MHA-RAG: Improving Efficiency, Accuracy, and Consistency by Encoding Exemplars as Soft Prompts

MHA-RAG: Improving Efficiency, Accuracy, and Consistency by Encoding Exemplars as Soft Prompts

ICLR 2026 Conference Submission14729 Authors

19 Sept 2025 (modified: 08 Oct 2025)ICLR 2026 Conference SubmissionEveryoneRevisionsBibTeXCC BY 4.0

Keywords: In-context learning; Domain Adaptation; Prompt tuning;

TL;DR: In-context exemplars as soft prompts with MHA-RAG to achieve efficient, effective, and robust domain adaptation

Abstract: Adapting Foundation Models to new domains with limited training data is challenging and computationally expensive.

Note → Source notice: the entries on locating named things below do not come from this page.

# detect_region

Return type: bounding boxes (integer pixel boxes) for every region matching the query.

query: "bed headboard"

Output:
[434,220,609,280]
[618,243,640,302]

While prior work has demonstrated the effectiveness of using domain-specific exemplars as in-context demonstrations, we investigate whether representing exemplars purely as text is the most efficient, effective, and stable approach. We explore an alternative: representing exemplars as soft prompts with an exemplar order invariant model architecture. To this end, we introduce Multi-Head Attention Retrieval-Augmented Generation (MHA-RAG), a framework with the number of attention heads serving as a simple hyperparameter to control soft prompt-generation across different tasks. Across multiple question-answering benchmarks and model scales, MHA-RAG achieves a 20-point performance gain over standard RAG, while cutting inference costs by a factor of 10X GFLOPs—delivering both higher accuracy and greater efficiency, invariant to exemplar order.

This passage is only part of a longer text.